Me agrada verlas así, raras, no sabidas,
allí donde nadie espera sino palomas.
Renacidas ante mí,
también el cielo donde vuelan
se transforma y yo,
que tan a mano me veía,
igualmente me transformo
y el día, que tan a mano se mostraba,
se abre de repente, se encrespa, se dilata
y alberga señales de prodigio
como si una ley redentora impusiera
a lo gris, un rumbo luminoso
y prestancia a lo marchito
y voz a lo callado,
y de par en par se abrieran
las puertas que no abrí
y aun mi vida,
a la luz de estas aves fabulosas,
fuera otra, cercana y nuevamente mía.




CLARIDAD

Mientras subo en ascensor cierro los ojos.
¿Yo soy este hombre?
¿Esto hice de mí?

Encerrado en esta caja
de metal y de madera,
ya no me amparan
ni los pasos presurosos
ni el laborioso vértigo del día.
Un hombre sin rumbo
marcha hacia lo alto;
carga portafolio,
mi nombre lo atormenta.
El espejo no refleja: lo denuncia;
atrás quedan los pisos,
abrazos que no di,
puertas perdidas
y cada vez más cerca
las palabras que golpean,
la miseria que sembré,
lo que sé y ya nada aparta
mientras sube el ascensor,
disipa la penumbra
y los ojos con que no miro
todo lo pueden ver




EN EL BAÑO

Cierro el agua de la ducha y pliego la cortina.
Envuelto en el toallón,
dejo correr las gotas por mi cara
mientras miro sin ver la pared resplandeciente
y el vapor que deambula en la luz vaga.

Por la ventana entreabierta,
el estruendo de la calle
sentencia que hoy es lunes.
Me secaré, me peinaré,
dictaré las siete clases
impuestas por el día
y en un momento dado
mi fatiga me dirá
(y el vino lento)
que el día se habrá ido sin brindarme su secreto
(si lo tuvo)
sin que yo lo haya vivido como único que fue
ese uno
ese único
el tan solo
un veinticinco que ya no
algo inhallable.

4 comentarios:

Paula Seufferheld dijo...

Excelente ensayo, a pesar del castigo gratuito a don Leopoldo Marechal, ¿por qué? Bueno, si leer cinco veces el Adán es estar técnicamente loca, moriré contenta en mi insanía.
Coincido con vos: una prosa con muchos adornos es soporífera, más si puede estar cargada de referencias burguesas o intelectuales en demasía (y más que a Marechal yo castigaría a Lezama Lima, vamos a ver si alguno pasa de la pág. 5 de Paradiso). Es un camión de doble acoplado.
Sobre la poesía de don Santiago, me emocionó En el baño, un poema de mucha crudeza y hondura, la misma que tiene Pessoa, quizás el poeta que más admira Kovadloff y a quien ha traducido con tanta dedicación.

Anónimo dijo...

clap, clap,clap! levantavidrios,stereo, llantas, todo.Digo: poemas de lujo!!!.


Gracias por compartirlos,


saludos

Hernán Schillagi dijo...
Este comentario ha sido eliminado por el autor.
Hernán Schillagi dijo...

Sergio: con los poemas de "Ruinas de lo diáfano" me pasó lo siguiente: en una primera lectura me parecieron sosos, a veces pretenciosos y con una musicalidad demasiado seca (desapasionada, diría).

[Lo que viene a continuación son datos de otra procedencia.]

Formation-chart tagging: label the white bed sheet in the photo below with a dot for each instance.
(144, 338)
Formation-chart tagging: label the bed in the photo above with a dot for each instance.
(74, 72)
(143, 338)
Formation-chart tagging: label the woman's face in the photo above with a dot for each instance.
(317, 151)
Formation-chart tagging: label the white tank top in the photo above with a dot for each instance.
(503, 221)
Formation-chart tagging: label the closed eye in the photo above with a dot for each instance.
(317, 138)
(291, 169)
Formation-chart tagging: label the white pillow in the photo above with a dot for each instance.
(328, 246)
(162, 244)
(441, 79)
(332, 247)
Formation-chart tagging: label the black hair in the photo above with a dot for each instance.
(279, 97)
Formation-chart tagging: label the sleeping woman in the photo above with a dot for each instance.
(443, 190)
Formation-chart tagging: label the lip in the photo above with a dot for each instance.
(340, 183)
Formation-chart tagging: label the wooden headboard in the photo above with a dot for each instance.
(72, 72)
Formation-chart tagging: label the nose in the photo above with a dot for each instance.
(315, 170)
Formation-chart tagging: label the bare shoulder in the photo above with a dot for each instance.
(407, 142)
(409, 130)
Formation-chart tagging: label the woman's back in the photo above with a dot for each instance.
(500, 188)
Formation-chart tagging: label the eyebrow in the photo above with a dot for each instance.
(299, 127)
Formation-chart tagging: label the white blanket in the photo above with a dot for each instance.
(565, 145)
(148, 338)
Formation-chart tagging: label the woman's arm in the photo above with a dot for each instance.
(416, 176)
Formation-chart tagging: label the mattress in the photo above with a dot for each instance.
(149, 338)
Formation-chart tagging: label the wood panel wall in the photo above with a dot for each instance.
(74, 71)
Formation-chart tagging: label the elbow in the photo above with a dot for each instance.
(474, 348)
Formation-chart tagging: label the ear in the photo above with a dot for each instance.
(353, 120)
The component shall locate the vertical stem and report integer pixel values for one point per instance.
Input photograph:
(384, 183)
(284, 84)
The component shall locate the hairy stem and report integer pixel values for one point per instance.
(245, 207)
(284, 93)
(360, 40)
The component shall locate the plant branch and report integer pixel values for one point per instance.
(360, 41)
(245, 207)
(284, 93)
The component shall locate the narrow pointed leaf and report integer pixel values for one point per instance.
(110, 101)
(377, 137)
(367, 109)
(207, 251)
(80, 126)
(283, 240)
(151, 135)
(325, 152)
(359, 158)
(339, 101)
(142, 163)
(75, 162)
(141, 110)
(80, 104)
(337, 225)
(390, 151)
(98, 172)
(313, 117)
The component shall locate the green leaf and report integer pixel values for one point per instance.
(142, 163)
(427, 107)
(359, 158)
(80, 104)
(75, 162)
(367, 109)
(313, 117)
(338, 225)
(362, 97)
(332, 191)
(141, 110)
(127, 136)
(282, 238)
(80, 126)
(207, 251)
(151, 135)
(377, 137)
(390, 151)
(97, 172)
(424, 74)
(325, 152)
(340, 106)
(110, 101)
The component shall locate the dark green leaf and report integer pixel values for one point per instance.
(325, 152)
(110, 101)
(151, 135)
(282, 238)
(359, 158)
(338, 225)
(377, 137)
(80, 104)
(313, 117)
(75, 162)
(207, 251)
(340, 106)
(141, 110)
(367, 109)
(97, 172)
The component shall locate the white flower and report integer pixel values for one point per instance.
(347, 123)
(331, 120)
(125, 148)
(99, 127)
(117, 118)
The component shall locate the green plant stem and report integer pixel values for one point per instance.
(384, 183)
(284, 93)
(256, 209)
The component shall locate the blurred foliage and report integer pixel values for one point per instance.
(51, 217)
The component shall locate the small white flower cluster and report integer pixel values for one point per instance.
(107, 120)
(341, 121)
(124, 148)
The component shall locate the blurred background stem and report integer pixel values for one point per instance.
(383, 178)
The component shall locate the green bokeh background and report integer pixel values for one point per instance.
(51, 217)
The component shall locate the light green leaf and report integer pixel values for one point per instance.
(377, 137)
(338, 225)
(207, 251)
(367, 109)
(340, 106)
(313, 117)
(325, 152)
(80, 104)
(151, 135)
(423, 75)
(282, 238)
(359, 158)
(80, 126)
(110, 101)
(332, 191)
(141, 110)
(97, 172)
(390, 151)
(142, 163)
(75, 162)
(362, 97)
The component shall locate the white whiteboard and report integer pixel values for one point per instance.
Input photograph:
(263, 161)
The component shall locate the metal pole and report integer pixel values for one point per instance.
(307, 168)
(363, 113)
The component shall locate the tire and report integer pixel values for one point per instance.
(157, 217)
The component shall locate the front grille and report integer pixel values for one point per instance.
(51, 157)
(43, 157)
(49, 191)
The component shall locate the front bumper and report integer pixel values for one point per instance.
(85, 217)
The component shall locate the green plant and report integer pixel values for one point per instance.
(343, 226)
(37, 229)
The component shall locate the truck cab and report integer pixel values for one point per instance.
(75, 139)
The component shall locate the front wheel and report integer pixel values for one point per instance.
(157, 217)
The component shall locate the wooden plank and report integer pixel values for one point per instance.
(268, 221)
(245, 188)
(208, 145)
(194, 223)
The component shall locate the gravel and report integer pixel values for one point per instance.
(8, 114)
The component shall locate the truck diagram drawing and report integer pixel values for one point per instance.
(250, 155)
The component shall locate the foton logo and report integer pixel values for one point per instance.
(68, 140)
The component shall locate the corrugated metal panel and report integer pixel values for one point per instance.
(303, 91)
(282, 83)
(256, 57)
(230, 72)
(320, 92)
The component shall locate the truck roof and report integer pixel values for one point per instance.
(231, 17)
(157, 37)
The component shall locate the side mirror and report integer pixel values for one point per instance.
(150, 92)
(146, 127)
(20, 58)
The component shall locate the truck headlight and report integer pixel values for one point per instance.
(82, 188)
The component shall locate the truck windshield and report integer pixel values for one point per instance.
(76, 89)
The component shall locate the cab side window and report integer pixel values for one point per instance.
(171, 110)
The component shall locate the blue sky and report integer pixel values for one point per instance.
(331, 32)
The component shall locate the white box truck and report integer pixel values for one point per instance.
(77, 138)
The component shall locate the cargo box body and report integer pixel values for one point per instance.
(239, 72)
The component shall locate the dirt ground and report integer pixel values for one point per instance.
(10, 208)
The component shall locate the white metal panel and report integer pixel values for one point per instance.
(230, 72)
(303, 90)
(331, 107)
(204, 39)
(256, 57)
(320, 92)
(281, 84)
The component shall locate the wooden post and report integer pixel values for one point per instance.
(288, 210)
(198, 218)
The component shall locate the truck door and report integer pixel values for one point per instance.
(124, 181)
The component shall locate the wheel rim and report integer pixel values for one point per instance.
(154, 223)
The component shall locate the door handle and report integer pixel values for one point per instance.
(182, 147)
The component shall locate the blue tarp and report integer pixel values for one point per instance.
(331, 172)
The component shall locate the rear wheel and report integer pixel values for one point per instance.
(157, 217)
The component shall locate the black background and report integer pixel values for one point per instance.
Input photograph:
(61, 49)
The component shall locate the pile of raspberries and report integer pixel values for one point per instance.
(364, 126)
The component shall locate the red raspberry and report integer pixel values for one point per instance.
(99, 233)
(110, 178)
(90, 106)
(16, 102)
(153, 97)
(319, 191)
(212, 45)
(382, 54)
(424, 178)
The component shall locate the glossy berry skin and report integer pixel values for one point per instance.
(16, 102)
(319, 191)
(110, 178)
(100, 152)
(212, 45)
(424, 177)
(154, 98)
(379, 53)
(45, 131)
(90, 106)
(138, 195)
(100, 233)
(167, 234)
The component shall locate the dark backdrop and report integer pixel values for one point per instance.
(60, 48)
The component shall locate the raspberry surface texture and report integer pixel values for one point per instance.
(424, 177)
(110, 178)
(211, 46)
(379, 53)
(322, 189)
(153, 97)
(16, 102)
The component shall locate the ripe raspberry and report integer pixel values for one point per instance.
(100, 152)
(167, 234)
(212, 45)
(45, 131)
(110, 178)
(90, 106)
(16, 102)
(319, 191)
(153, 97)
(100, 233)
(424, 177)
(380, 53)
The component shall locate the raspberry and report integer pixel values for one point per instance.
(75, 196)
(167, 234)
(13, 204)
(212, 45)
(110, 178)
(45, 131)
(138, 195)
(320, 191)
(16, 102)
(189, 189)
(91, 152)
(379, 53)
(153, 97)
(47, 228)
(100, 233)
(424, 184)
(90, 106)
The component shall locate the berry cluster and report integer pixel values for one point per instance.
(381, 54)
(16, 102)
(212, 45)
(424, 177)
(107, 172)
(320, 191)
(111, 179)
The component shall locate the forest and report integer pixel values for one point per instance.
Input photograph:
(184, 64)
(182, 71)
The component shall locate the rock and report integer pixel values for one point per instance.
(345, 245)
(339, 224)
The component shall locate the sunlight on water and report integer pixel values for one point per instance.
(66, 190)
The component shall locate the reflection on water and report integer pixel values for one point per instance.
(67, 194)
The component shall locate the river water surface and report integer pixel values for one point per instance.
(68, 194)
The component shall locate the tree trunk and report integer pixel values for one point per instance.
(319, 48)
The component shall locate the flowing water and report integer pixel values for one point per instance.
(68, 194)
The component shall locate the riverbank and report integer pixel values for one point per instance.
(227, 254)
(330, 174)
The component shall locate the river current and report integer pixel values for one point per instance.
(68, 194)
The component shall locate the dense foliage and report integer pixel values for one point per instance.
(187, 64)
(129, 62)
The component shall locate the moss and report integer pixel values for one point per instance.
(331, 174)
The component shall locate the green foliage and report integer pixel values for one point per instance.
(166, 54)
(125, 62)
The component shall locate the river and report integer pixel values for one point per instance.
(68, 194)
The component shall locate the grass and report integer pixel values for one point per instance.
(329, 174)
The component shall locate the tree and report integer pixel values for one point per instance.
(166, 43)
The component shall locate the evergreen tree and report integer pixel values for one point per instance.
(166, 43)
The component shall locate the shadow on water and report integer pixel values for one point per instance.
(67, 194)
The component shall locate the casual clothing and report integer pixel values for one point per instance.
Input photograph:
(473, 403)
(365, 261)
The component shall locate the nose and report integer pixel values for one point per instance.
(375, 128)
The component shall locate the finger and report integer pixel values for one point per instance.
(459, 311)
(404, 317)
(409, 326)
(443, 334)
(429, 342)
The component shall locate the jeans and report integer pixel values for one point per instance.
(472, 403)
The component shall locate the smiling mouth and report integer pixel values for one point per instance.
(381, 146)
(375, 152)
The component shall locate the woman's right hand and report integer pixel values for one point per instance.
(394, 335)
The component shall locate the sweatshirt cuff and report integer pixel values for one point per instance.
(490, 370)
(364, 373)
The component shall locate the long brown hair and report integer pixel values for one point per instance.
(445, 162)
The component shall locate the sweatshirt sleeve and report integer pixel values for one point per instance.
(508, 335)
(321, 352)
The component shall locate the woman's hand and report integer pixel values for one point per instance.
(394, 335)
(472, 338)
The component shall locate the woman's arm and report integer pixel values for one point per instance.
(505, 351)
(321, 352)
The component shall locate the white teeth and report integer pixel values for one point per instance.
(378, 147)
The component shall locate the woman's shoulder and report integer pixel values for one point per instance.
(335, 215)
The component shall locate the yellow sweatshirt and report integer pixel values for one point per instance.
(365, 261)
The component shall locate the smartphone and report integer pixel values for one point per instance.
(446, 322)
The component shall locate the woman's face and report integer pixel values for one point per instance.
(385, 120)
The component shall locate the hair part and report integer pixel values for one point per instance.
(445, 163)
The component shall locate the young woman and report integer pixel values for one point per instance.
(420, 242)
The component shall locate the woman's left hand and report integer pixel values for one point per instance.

Pensaba: ¿cómo es posible que el gran ensayista, el autor del magnífico "Sentido y riesgo de la vida cotidiana", el traductor sensible de Pessoa haga "agua" justamente en la lírica?

Esto hizo que volviera a su libro (al mismo tiempo estaba leyendo el aburrido, pero lúcido "Biografía de la lluvia". Cualquiera que quiera escribir ensayos tiene mucho que aprender de S.K.) y como los buenos vinos (¡comparación burguesa si las hay!), el poemario se me mostró de otro modo, con nuevos sabores: me estaba hablando el hierro de la experiencia y la corrosiva música del que elige oír sin callar. Y la verdad es que, con todo, me encantaron los poemas de don Santiago.

Muy buena su reseña crítica, Sergio. Los argumentos demuestran una lectura febril y atenta al mismo tiempo. Su juego para retorcer la sintaxis y así simular ser un "Pequeño Kovadloff ilustrado" justifican el tiempo que se tomó para escribirla y para dar tan buen resultado.